Desconforto como convite
No trabalho e na vida, o desafio já não é saber — é continuar aprendendo

(Crédito: Shutterstock)
No início, era a força física. Quem levantava mais peso, colhia mais. E isso bastava. Depois veio a era das máquinas, e quem dominava as engrenagens virou o dono do tempo. Agora, estamos em um momento curioso: as máquinas trabalham por nós, e ainda assim estamos bem… angustiados.
Por quê? Bem, praticamente todos os dias temos algo novo da tecnologia para aprender e incorporar. Rapidamente.
Vivemos uma transformação tecnológica sem precedentes. Se será uma revolução, só o tempo dirá. O que sabemos é que o valor de uma pessoa no mercado não depende mais da força ou da repetição, mas do que ela consegue aprender — e reaprender.
Curiosidade, para mim, é a palavra-chave.

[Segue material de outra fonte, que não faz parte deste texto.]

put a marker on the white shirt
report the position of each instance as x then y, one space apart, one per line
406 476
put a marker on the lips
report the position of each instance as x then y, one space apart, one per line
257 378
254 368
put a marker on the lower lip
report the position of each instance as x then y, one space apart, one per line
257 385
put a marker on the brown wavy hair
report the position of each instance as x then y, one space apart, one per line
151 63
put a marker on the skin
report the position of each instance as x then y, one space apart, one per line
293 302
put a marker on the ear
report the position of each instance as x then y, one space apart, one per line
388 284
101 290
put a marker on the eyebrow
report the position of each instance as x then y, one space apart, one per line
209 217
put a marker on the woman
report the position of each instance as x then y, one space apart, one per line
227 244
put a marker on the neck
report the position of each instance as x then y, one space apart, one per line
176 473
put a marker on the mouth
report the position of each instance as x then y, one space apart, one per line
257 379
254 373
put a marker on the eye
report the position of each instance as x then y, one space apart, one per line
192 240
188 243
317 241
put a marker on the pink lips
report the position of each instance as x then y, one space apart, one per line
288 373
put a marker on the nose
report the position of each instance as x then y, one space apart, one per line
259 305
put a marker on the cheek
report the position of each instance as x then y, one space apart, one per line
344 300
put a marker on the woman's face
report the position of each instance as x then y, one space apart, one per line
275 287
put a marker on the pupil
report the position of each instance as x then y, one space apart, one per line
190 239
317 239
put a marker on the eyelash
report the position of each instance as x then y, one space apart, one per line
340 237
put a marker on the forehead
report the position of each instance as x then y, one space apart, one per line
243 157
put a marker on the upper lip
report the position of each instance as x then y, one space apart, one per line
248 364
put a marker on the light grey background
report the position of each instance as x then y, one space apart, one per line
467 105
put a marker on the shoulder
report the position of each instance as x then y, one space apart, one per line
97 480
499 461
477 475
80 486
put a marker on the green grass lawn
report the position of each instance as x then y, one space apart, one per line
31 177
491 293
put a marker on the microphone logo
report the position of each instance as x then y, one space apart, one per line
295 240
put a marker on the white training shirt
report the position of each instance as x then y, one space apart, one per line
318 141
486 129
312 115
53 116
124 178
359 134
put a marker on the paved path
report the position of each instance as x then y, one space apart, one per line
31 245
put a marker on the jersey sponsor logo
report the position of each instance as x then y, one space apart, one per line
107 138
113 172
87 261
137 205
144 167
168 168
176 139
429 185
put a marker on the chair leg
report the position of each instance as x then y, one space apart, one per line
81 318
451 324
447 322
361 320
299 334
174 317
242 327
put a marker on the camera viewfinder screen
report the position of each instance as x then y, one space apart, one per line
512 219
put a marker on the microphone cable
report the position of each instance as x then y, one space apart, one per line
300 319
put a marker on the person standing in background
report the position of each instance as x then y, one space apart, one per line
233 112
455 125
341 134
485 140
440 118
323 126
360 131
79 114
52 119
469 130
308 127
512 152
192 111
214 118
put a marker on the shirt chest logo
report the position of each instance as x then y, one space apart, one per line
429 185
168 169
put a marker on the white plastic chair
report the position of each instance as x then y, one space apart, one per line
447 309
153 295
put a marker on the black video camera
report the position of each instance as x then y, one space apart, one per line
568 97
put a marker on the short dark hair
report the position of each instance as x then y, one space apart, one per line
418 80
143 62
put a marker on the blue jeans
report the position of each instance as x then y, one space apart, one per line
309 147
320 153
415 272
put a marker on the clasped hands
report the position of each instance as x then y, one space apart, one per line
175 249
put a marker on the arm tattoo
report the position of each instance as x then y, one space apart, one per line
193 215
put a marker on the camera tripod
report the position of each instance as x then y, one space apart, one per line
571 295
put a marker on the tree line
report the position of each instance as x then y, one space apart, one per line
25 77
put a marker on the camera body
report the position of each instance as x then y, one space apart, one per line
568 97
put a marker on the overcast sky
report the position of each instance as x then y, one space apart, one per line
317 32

Como motor, a fome de aprender. Porque, neste ritmo de mudança, o mindset de aprendizado contínuo deixou de ser diferencial e virou questão de sobrevivência.
Antes, as grandes transformações levavam séculos. Agora, mal terminamos de nos adaptar e há algo novo. Eu, na casa dos 50 anos e com 30 de carreira, sinto isso na pele. Surgem termos, ferramentas, siglas, e percebo que ainda não domino algumas. No começo, dá um certo desespero. Depois, respiro. Porque percebo que esse desconforto é um convite.
Descobri que há um poder em admitir o que não sei. É libertador. Quase todo mundo sente o mesmo, só que poucos assumem.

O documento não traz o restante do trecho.